Did you ever think that we,(dockworkers) can only play the hand we're dealt to the best of our ability? The numbers games that Yellow plays with us requires us to have a certain number of stops per hour. They frown on drive time between stops. Thats all fine and good if you're peddling the city you're based out of. Some of the cities/towns we service are well over two hours away on a good day. Pepper in a few stops and 2hrs becomes four, so much for AM deliveries.
Now your pickups start rolling in. It's 1pm now and you just got to the town you're supposed to be servicing in the first place. You drive right past all of the places you should be picking up right now because you still have a half a load of freight that still needs delivered.
Finally you're empty. It's now 3pm, everyone's cut-off times vary between 3:30 to 5:00. You go to the place with the earliest cut-off first. These places that had open docks earlier when drove by are now packed 4 deep with trucks. Get in line and start making phone calls to other customers asking if they can wait for you. Some will some won't, then you have to explain to your boss why you missed a pick-up. Like he doesn't already know?
You get to your last stop of the day, you take a look at your bills and realize that a lot of it is going to the same place so you talk the tow motor operator into stacking and turning the majority of the freight into a header.
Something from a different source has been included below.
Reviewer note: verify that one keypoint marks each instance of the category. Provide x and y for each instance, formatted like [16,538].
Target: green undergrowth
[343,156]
Sweet! That's going to make life so much easier when you get back to the dock.. Relay that little tidbit of info back to the boss and go grab some lunch.
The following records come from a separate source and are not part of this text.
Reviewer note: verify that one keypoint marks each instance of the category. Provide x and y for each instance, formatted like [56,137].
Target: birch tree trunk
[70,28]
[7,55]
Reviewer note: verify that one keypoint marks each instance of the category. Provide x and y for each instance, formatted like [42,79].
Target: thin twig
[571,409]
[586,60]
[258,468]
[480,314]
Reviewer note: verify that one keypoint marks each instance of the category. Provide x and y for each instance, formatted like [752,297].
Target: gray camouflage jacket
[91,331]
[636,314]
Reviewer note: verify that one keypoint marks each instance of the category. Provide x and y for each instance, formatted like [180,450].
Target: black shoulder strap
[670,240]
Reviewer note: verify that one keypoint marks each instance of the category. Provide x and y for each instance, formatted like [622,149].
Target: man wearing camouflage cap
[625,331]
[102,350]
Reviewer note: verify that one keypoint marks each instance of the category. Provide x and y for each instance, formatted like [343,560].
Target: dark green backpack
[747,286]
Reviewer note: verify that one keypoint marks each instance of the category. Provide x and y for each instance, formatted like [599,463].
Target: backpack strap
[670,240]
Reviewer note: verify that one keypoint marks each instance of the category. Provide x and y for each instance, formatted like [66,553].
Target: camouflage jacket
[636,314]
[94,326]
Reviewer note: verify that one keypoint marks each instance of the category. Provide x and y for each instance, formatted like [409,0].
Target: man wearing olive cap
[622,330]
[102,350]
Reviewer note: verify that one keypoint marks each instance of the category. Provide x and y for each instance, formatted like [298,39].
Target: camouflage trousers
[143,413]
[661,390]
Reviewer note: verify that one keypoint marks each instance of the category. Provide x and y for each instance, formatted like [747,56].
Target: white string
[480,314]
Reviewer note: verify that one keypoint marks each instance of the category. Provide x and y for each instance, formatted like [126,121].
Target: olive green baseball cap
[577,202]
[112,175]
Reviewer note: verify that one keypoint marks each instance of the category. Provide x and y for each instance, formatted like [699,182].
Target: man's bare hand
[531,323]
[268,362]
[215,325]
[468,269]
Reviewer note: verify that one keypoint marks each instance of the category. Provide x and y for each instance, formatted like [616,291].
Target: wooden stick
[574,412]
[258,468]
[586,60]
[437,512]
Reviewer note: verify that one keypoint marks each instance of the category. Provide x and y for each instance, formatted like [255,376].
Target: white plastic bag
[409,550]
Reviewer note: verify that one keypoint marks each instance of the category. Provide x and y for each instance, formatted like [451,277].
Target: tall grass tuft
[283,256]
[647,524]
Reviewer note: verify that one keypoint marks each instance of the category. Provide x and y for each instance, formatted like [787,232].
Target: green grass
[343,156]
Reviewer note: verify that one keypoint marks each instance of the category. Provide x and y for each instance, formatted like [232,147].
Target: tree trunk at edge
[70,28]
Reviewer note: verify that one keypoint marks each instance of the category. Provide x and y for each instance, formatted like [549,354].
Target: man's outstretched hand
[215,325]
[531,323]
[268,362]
You get back to the barn that night and find that a ******* bomber must have hit the place. Freight everywhere, and nobody to load it. Everyone is out of hours. We don't call in help anymore since Yellow started leaning on us. Grab a strip sheet and hop on a forklift, try to make some sense out of this mess. Oh, and that header I loaded can't be used because it all needs weighed. Turns out it was tail freight anyways.
You want to know why we're late every night? There's the dumbed-down reader's digest explanation for you. If you've never been a P&D driver, you really don't have clue, and I'd appreciate your keeping your comments to yourself.